Nuovi farmaci, approcci terapeutici originali con molecole già note e un’analisi rigorosa dell’utilità di impiego dei fitoterapici. Sono tra i capitoli chiave di terapia medica aggiornati nelle linee guida 2011 sull’Ipertrofica prostatica benigna (Ipb) presentate in questi giorni a Sorrento dall’Auro.it (Associazione urologi italiani). «Un lavoro di circa un anno, che ha preso in esame la letteratura a partire dal 2007 sino a fine 2010 e che si distingue per una filosofia di base che pone al centro, ancor prima della malattia, il paziente, le sue condizioni e le sue scelte» spiega Sebastiano Spatafora, coordinatore del Comitato scientifico Auro.it. «Sul fronte della terapia medica abbiamo prodotto diverse raccomandazioni. Intanto sono emerse evidenze importanti per l’uso in combinazione di alfa-bloccanti e inibitori della 5 alfa reduttasi in pazienti con Ipb e prostata di volume aumentato. Tale combinazione porta indubbi vantaggi che superano il maggior rischio di effetti collaterali.

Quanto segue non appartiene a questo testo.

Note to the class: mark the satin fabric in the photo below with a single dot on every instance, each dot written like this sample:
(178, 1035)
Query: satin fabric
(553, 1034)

Altra novità è la raccomandazione all’uso della combinazione di alfa litici e anticolinergici in pazienti con sintomi ostruttivi della prostata e vescica iperattiva.  Prendendo, poi, in esame gli inibitori della 5 fosfodiesterasi, l’unica indicazione che emerge dall’analisi della letteratura riguarda il taladafil 5 mg: il paziente con disfunzione erettile e Ipb, già in terapia con taladafil, può evitare di assumere farmaci specifici per la cura dell’iperplasia in quanto il farmaco è in grado di controllare i sintomi dell’iperplasia». Infine il capitolo dei fitoterapici, usati da tantissimo tempo ma ancora con poco  evidenza scientifica di supporto in letteratura. «La nostra analisi» precisa Spatafora «consente per la prima volta di discriminare i fitoterapici non indicati da quelli che, in casi fortemente selezionati, possono essere utili».